Nella gravità delle crisi aziendali in atto, i suggerimenti per salvaguardare occupazione e produzione che giungono dal sindacato sono in primo luogo concentrati sul potenziamento e proroga degli ammortizzatori sociali, che andranno anche rinforzati, oltre che prorogati temporalmente; la seconda priorità riguarda la formazione permanente degli addetti ,che devono essere messi in condizione di affrontare la transizione tecnologica e il profondo cambiamento dei mercati e del modo di lavorare che conseguirà alla crisi attuale, e che devono mantenersi competitivi rispetto alle esigenze della domanda di lavoro.
Segue poi una richiesta diretta soprattutto alla Regione: riprendere in mano la politica industriale, elaborare piani industriali per aree dove insistono imprese in crisi o settori maturi, che anche solo potenzialmente, in futuro, potrebbero entrare in crisi.si tratta cioè di avere una politica industriale preveggente, che miri a diversificare l’assetto produttivo di aree industriali, prima che esse entrino in crisi, con lo strumento dell’attrazione degli investimenti esterni.
Accanto alla diversificazione ed all’agevolazione per il nuovo, occorre anche difendere l’esistente, fornendo capitale o strumenti finanziari di supporto alle imprese in difficoltà, il che, peraltro, richiama in causa il ruolo di una potenziale Finanziaria Regionale specializzata in operazioni di sostegno e recupero di imprese ancora vitali e con prospettive, ma in temporanea difficoltà.
Infine, come ultima istanza, la possibilità di rilevare in mani pubbliche imprese in crisi, anche soltanto per risanarle e rimetterle sul mercato, è una opzione ancora da prendere in considerazione.
Nell’insieme, quindi, viene sottolineato il ruolo fondamentale di un intervento pubblico nell’economia, quando si verificano situazioni di crisi, che non sia soltanto difensivo e protettivo, ma anche proattivo e previsionale, quindi si chiede, di fatto, il ritorno a forme di programmazione economica.
Altri aspetti sottolineati con minor frequenza, per completezza di informazione, riguardano, poi, un maggior utilizzo di strumenti di politica industriale mirati a favorire il reinsediamento produttivo anche con snellimenti burocratici, come le aree Zes, una modifica della normativa fallimentare (peraltro già recentemente rivista) per facilitare le procedure di continuità operativa delle imprese in crisi, potenziare la dotazione di infrastrutture di trasporto del territorio.

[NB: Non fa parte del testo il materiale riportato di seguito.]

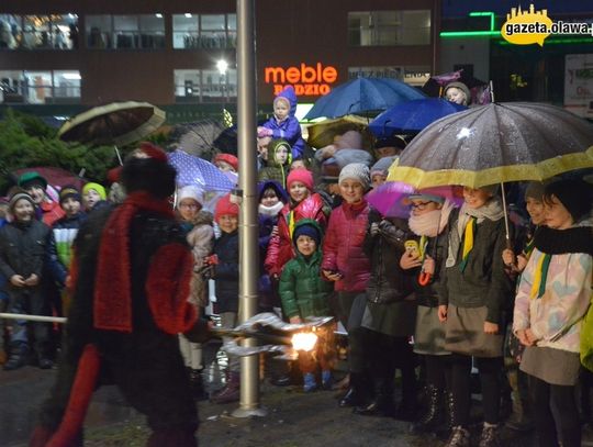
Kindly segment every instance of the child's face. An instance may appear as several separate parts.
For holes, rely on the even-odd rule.
[[[304,183],[301,183],[300,181],[293,181],[292,183],[290,183],[289,194],[292,200],[294,200],[296,203],[300,203],[309,197],[310,191],[309,189],[306,189]]]
[[[303,256],[311,256],[317,249],[317,244],[312,237],[302,234],[296,238],[296,249]]]
[[[74,217],[80,211],[80,202],[72,197],[64,199],[60,205],[68,217]]]
[[[181,216],[181,219],[186,222],[189,222],[198,215],[198,213],[202,209],[202,205],[193,199],[183,199],[179,202],[177,208],[179,210],[179,215]]]
[[[377,158],[393,157],[400,154],[400,149],[394,146],[379,147],[374,149],[374,155]]]
[[[221,232],[233,233],[238,228],[238,216],[234,214],[223,214],[219,217],[219,227]]]
[[[284,121],[289,113],[289,107],[287,104],[287,101],[276,101],[273,104],[273,114],[278,119],[278,121]]]
[[[87,206],[87,210],[92,210],[92,208],[101,200],[101,195],[99,195],[99,192],[97,192],[94,189],[89,189],[87,192],[85,192],[85,195],[82,195],[82,200],[85,201],[85,206]]]
[[[269,136],[262,136],[261,138],[257,138],[257,153],[265,161],[268,161],[268,145],[270,144],[270,142],[271,137]]]
[[[287,146],[278,146],[276,149],[276,161],[278,161],[280,165],[286,164],[288,160],[288,147]]]
[[[567,230],[572,226],[574,220],[566,206],[552,195],[549,200],[545,200],[545,216],[546,225],[553,230]]]
[[[527,212],[529,213],[529,217],[532,217],[532,223],[534,225],[541,225],[546,221],[546,214],[544,209],[544,202],[540,200],[534,199],[533,197],[528,197],[525,201]]]
[[[354,179],[345,179],[339,183],[339,193],[348,203],[359,203],[365,195],[362,183]]]
[[[269,190],[264,192],[264,195],[261,197],[260,203],[264,206],[273,206],[279,201],[280,201],[280,199],[278,198],[278,195],[276,195],[276,192],[273,191],[273,189],[269,189]]]
[[[482,208],[492,198],[492,194],[483,189],[463,187],[463,200],[472,210]]]
[[[233,166],[231,166],[230,164],[227,164],[226,161],[223,161],[223,160],[215,161],[214,166],[217,167],[223,172],[226,172],[227,170],[230,170],[232,172],[236,172],[236,170],[235,170],[235,168]]]
[[[25,191],[31,195],[36,205],[41,204],[43,199],[45,199],[45,191],[40,185],[32,185]]]
[[[372,187],[373,188],[377,188],[377,187],[380,187],[381,185],[383,185],[387,180],[387,177],[383,176],[382,174],[376,174],[374,176],[372,176]]]
[[[412,200],[412,215],[423,215],[430,211],[438,210],[440,205],[437,202],[427,201],[424,199]]]
[[[14,214],[14,219],[16,221],[29,222],[33,219],[35,210],[29,200],[21,199],[14,204],[12,213]]]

A fronte di tale situazione di crisi industriale diffusa e settorialmente diversificata, le prospettive settoriali delle filiere di crisi della Basilicata sono prevalentemente di tipo difensivo. Ci si trova in presenza di settori e filiere, quali il commercio, il turismo, la ristorazione, i servizi alla persona, i servizi culturali e sportivi, che, secondo i responsabili del sindacato, in futuro dovranno affrontare un ridimensionamento, con relativa perdita di imprese ed addetti, o l’edilizia-materiali da costruzione, che dovrà accettare la sfida del cambiamento, della diversificazione produttiva e di mercato, ad esempio entrando nei settori dell’efficientamento energetico degli immobili o della bioedilizia.
A fronte di ciò, solo settori specifici, come quello creditizio ed assicurativo e quello delle acque minerali, o come la logistica, fortemente sollecitata dalla crisi pandemica ad accrescere la sua attività di fornitura dei beni a domicilio, hanno prospettive di espansione.
Tutto il resto dovrà adattarsi ad una lotta di sopravvivenza, tesa a difendere l’esistente a fronte di mercati in contrazione e concorrenza in aumento. Sostanzialmente, il quadro dell’economia regionale dei prossimi anni, al netto di alcune “isole felici”, non sembra contrassegnato da segnali espansivi, ma da una battaglia per sopravvivere, senza perdere ulteriore terreno.